| As a schoolboy, Wojtyla was both an excellent student and an athlete who skied, hiked, kayaked and swam in the Skawa River. But death hovered over the family, making itself felt first when an infant sister died before Lolek was born.
It struck again in 1929 when his mother died of heart and kidney problems, just a month before Lolek's 9th birthday. And when he was 12, Lolek's 26-year-old brother Edmund, a physician in the town of Bielsko, died of scarlet fever. Lolek, himself, had two near-misses with mortality in his youth. He was hit once by a streetcar and again by a truck in 1944 while a college student. The injuries left the otherwise robust pope -- 5-foot-10 1/2 inches, 175 pounds in his prime -- with a slight stoop to his shoulders that is particularly noticeable when he is tired.
"The pope's youth wasn't happy," Father Joseph Vandrisse, a former French missionary and now a journalist, told TIME magazine. "He has meditated a lot on the meaning of suffering..."
Even as an adult he has been beset by physical difficulties, including a dislocated shoulder, a broken thigh that led to femur-replacement surgery, the removal of a precancerous tumor from his colon and an attempt on his life by a gunman whose two bullets wounded the pope in the abdomen, right arm and left hand.

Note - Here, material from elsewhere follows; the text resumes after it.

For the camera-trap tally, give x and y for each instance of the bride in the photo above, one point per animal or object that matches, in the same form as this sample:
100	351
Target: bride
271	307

Lolek and his father lived in a Spartan, one-room apartment behind the church, and the father devoted himself to raising his son. He sewed Lolek's clothes and had the boy study in a chilly room to toughen him and develop his concentration.
"He tried to develop the same discipline in his son that he instilled in his soldiers," one of Lolek's childhood friends told People magazine.
But the father didn't forget about play. A friend remembers entering the Wojtylas' apartment and finding father and son playing soccer with a ball made of rags.